辅导STAT 3032、讲解R设计、讲解Canvas留学生、辅导R编程语言
- 首页 >> 其他 STAT 3032 Homework5 Instruction (Spring 2019)
Due Wednesday, April 17 @ 11:59pm in Canvas
50 points in total
Please show your work on each problem for full credit. A correct answer, unsupported by the
necessary explanation, R code or output will receive very little if any credit.

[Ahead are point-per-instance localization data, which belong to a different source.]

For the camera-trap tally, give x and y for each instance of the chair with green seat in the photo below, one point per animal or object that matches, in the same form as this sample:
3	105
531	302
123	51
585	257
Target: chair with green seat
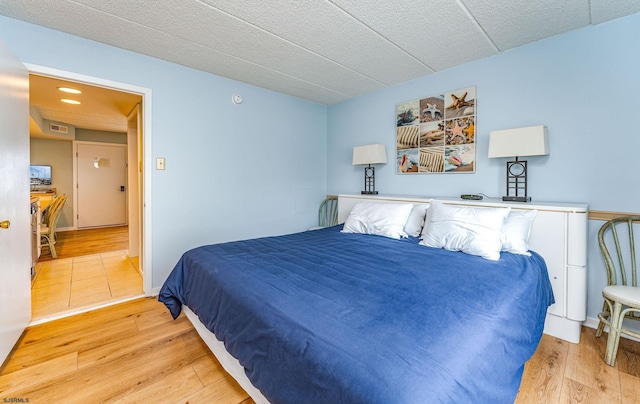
622	294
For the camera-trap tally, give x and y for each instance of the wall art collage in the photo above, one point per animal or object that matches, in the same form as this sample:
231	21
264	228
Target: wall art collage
436	134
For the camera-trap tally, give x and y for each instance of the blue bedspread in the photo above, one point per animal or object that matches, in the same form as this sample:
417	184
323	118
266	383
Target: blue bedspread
329	317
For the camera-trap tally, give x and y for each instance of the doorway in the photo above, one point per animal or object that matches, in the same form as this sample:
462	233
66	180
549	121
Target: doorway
101	190
139	244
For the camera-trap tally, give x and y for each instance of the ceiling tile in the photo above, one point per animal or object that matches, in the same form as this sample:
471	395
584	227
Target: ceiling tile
512	23
605	10
321	27
440	33
201	24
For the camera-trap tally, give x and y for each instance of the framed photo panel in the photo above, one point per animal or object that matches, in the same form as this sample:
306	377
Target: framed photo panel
437	134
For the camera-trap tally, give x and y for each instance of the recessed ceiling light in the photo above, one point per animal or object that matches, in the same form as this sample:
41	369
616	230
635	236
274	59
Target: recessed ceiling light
69	90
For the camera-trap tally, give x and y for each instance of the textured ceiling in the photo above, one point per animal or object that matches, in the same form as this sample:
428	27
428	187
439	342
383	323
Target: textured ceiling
100	109
325	51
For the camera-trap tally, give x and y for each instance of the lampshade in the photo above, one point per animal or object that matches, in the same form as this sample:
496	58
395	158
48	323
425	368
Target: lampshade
529	141
369	154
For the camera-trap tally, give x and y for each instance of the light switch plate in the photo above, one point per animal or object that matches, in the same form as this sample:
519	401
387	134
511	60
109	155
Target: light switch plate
160	163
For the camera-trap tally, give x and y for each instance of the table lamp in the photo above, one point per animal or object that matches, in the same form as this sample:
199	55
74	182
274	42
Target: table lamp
528	141
369	154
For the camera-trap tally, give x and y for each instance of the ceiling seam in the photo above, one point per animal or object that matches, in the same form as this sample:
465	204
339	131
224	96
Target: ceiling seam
220	52
293	43
478	25
383	37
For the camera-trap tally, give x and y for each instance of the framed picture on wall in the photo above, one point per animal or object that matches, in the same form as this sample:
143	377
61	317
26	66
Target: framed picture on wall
437	134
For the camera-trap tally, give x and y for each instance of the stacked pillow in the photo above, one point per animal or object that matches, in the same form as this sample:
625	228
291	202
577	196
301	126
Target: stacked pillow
478	231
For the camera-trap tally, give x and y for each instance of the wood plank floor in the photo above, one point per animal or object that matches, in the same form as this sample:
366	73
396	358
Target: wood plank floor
135	352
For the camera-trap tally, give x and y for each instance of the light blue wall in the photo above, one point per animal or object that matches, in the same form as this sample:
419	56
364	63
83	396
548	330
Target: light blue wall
233	172
583	86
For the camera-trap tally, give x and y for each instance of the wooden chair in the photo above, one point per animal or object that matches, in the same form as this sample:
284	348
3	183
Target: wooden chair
328	212
621	295
48	229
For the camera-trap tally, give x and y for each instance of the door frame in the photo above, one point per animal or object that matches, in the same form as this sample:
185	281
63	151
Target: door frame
145	203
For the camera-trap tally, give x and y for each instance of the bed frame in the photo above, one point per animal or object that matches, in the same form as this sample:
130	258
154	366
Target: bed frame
559	234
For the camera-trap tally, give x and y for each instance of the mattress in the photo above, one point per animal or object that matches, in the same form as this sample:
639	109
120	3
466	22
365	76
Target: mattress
325	316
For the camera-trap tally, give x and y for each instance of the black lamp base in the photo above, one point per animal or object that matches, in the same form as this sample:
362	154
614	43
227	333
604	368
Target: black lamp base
516	198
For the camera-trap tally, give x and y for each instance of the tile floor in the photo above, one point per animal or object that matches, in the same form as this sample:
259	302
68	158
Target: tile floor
70	284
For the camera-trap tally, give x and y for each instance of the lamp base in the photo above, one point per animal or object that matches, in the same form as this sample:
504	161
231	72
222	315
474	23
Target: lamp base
516	198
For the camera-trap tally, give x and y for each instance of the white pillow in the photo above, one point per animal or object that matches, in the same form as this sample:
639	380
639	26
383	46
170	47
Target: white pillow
476	231
381	219
415	222
515	234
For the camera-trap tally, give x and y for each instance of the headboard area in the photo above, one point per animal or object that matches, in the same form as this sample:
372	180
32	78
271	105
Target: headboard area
558	234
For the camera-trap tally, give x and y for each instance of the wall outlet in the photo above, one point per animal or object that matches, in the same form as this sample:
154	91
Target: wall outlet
160	163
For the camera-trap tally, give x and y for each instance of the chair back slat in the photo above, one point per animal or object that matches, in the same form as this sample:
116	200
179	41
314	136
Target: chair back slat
328	212
613	234
632	249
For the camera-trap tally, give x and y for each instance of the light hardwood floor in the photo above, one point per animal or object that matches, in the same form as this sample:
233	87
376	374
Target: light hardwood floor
135	352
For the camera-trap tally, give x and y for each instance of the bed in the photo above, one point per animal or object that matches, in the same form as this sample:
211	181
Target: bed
335	316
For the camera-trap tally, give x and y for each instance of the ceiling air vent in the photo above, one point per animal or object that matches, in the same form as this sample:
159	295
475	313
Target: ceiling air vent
58	128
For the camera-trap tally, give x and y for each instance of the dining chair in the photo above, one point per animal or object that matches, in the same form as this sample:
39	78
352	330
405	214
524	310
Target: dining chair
622	294
48	229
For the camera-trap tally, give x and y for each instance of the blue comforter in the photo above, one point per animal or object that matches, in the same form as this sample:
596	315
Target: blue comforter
330	317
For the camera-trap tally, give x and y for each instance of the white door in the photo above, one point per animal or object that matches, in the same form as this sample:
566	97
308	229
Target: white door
15	240
102	180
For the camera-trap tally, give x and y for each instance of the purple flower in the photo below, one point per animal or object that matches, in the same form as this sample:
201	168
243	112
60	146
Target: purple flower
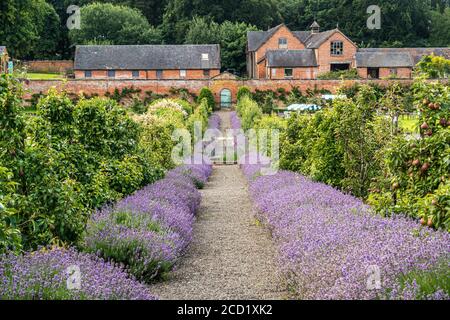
149	230
42	275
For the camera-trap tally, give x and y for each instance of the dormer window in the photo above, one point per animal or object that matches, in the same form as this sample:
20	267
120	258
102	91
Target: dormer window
282	43
337	48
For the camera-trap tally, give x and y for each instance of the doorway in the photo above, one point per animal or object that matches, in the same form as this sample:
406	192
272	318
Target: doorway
339	66
373	73
225	99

Your work needs
to be organized in a reasonably neat and coherent way, and submitted as a pdf file on
Canvas.
You are welcome to discuss with your classmates, but you must write up your homework
individually!
Problem 1
This problem is based on the Bridge Construction dataset (bridge.txt) from the textbook
website: http://gattonweb.uky.edu/sheather/book/docs/datasets/bridge.txt
Before construction begins, a bridge project goes through the design stage. Predicting the
design time is helpful for budgeting and scheduling purposes. Information on 45 bridge projects
was compiled. We will use the following variables (Note that the dataset includes more than
these 3 variables):
Response Variable Time = design time in person-days
Predictor Variables CCost = Construction cost (in $1000)
Dwgs = Number of structural drawings
(a).Import the data into R and provide a scatterplot matrix for the variables (the response and
predictor variables) mentioned above.
(b).Fit the model Time ~ 1 + CCost + Dwgs and provide the diagnostic plots. Do you see
any violation of the linear regression assumptions?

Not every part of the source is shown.